Still other projects use space to map and visualize networks, nodes, and patterns of circulation for print materials. Blaine Greteman (English), David Eichmann (School of Library and Information Science), and Charisse Madlock-Brown (Health Informatics), for instance, head up the “Shakeosphere,” a digital research and teaching tool that “allows users to search, analyze, and contribute to a visualization of the early modern print and manuscript network.” Additionally, the “Atlas of Early Printing,” maps early printing in Western Europe during the 15th century, following the invention of the printing press. It is the creation of Greg Prickman (Head of Special Collections & University Archives), but was coded by Andrew Holland, Web Application Developer for the University of Iowa Libraries.

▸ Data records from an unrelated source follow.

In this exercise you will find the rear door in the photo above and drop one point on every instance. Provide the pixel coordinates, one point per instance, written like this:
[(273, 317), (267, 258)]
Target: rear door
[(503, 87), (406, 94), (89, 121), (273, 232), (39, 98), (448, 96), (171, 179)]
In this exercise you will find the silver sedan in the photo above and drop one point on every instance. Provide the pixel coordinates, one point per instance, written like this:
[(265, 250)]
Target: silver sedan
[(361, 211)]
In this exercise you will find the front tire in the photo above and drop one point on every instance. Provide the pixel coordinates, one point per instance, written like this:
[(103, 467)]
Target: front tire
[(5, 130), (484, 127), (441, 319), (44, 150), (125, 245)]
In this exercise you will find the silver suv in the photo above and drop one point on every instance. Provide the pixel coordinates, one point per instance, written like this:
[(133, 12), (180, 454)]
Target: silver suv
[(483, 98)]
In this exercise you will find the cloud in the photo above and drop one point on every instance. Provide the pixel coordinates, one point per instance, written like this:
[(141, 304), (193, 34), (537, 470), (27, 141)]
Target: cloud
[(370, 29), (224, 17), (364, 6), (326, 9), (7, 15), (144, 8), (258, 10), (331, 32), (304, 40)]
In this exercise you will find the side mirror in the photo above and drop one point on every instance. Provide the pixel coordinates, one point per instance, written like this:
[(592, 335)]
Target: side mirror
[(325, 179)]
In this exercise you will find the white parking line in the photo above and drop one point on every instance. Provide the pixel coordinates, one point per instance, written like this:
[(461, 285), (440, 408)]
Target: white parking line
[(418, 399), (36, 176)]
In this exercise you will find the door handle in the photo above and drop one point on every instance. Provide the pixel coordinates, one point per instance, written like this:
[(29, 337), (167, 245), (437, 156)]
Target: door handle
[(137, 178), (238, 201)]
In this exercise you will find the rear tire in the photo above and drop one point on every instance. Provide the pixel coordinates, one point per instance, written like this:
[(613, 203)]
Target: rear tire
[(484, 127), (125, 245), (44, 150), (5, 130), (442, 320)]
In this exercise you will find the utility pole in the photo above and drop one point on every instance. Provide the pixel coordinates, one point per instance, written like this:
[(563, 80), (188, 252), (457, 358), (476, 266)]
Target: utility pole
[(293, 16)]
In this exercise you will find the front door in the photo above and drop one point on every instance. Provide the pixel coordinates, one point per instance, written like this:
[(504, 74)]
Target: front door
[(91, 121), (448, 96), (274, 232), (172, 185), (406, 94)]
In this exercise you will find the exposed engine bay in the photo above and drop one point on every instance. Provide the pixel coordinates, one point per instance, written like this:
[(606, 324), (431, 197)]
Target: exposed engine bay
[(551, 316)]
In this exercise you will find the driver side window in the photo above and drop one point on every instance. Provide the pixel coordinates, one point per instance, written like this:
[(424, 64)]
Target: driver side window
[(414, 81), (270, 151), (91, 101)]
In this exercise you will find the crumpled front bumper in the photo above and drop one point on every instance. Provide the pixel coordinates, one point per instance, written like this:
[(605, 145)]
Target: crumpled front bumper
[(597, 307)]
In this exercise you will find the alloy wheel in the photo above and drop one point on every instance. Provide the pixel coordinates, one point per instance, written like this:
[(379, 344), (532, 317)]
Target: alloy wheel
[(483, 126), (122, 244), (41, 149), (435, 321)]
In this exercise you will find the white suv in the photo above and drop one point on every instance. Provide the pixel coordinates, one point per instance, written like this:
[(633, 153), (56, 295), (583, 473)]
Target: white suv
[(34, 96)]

Node of early modern publication relationships for 1600 CE visualized by “Shakeosphere.”
As these spatial humanities projects show us, DH at the University of Iowa spans departments, disciplines, and skill levels. Whatever definition one uses, the defining characteristic of DH is that no scholar is an island; the digital humanities foster interdisciplinary work. Librarians, developers, coders, GIS specialists, graphic designers, and many other people support and enhance the ideas of humanists across campus. The projects I have explored here are just a smattering of the digital humanities projects currently in existence or underway. What’s coming in the spatial humanities here will be equally exciting—and I say that not just because my Co-PIs Paul Dilley (Religious Studies, Classics) and Ryan Horne (History, UNC-Chapel Hill) are currently working on geospatial and network analysis tools for ancient texts. It is clear not only to me, but also to many of us here at Iowa that space is the final frontier. After all, Captain Kirk will be from Riverside, Iowa.